What is a cookie banner?

A cookie banner is the pop-up that asks visitors whether they consent to your website’s cookies before they’re set. It exists because of EU privacy law – but installing one isn’t the same as being compliant. Here’s how cookie banners actually work, what makes one legal under GDPR, and where most websites get it wrong.

A cookie banner is a notice that appears when someone visits your website, telling them what cookies and tracking technologies your site uses and asking for their consent before any non-essential ones load.

In the EU and UK, you’re legally required to have one if your site uses cookies for analytics, marketing, or anything beyond what’s strictly necessary to deliver the service.

A cookie is a small text file that a website stores on your device when you visit it.

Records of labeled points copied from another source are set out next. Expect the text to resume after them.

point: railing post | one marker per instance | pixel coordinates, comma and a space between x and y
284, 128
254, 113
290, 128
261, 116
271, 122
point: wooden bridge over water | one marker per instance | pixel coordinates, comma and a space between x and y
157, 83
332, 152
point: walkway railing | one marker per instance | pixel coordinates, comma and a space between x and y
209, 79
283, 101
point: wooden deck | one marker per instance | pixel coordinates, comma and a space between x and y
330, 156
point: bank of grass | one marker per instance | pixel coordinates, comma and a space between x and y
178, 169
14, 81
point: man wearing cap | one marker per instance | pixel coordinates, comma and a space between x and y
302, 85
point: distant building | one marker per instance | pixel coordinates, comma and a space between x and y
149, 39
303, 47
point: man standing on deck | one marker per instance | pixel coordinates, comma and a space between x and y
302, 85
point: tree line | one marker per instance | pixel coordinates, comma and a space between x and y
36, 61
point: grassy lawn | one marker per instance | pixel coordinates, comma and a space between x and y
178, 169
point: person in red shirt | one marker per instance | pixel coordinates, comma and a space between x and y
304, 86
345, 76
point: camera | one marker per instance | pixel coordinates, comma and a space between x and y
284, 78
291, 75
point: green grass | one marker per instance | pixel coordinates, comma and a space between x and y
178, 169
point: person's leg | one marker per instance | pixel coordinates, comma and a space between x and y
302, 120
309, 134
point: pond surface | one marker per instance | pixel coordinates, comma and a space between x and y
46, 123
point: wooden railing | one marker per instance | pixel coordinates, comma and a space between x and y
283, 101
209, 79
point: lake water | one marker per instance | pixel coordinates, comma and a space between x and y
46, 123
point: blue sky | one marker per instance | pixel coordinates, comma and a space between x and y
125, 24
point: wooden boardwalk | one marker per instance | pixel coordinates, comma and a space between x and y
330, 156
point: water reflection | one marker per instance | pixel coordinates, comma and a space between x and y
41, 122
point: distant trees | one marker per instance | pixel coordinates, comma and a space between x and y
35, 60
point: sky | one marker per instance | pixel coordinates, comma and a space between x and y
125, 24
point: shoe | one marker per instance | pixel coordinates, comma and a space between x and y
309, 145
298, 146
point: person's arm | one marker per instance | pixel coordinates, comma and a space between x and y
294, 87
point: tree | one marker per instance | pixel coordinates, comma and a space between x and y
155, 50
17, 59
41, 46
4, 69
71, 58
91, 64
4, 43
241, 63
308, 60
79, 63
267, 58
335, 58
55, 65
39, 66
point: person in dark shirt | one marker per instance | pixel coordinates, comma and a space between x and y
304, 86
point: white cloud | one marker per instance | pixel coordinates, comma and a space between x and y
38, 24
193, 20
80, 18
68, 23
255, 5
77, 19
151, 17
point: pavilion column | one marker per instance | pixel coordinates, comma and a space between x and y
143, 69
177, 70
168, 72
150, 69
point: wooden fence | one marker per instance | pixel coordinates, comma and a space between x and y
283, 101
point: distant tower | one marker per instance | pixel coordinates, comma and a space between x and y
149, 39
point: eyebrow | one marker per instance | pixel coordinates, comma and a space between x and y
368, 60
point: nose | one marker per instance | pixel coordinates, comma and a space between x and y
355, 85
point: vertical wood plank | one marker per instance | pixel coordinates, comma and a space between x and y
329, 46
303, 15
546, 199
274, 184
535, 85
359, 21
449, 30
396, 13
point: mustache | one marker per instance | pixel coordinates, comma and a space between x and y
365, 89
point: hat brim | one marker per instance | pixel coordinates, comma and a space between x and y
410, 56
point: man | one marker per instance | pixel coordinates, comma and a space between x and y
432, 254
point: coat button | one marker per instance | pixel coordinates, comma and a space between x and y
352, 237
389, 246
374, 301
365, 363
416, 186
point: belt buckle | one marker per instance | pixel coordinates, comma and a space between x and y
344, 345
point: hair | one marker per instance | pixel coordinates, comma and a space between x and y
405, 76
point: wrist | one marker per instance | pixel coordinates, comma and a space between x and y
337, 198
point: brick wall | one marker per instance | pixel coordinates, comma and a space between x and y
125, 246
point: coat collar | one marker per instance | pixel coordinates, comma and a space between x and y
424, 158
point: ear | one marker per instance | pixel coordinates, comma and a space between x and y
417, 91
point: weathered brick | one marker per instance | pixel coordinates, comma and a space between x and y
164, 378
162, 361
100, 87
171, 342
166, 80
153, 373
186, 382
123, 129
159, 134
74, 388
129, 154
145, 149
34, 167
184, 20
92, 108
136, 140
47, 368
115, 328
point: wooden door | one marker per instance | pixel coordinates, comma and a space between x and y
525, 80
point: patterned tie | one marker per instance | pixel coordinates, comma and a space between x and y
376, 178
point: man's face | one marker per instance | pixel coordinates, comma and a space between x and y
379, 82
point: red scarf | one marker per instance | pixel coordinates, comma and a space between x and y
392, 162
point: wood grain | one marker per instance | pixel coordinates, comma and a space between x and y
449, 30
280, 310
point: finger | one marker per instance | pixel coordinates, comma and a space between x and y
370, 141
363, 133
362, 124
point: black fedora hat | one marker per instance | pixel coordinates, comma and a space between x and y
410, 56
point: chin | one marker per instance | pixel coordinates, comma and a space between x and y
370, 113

It holds a piece of information – a session ID, a language preference, a tracking identifier – that the site can read back later to recognise you, remember your settings, or measure your behaviour. Cookies are why a shopping cart still has items in it after you navigate away, why a site remembers you’re logged in, and why an ad you saw on one site can follow you to another.

Types of cookies

Cookies are categorised along three different axes – and any given cookie sits on all three.

By purpose:

  • Strictly necessary – required for the site to work (login, security, basic navigation). No consent needed.
  • Functional – remember preferences (language, region, accessibility). Consent usually required.
  • Analytics – measure how visitors use the site. Consent required in the EU/UK.
  • Marketing – track behaviour to serve targeted ads. Consent required.

By origin:

  • First-party – set by the website you’re visiting. Generally lower-risk, often essential.
  • Third-party – set by another domain (an ad network, an embedded video, an analytics provider). These are what regulators scrutinise most.

By lifespan:

  • Session cookies – deleted automatically when you close your browser.
  • Persistent cookies – stay on your device until they expire or you delete them. Lifespans range from minutes to years.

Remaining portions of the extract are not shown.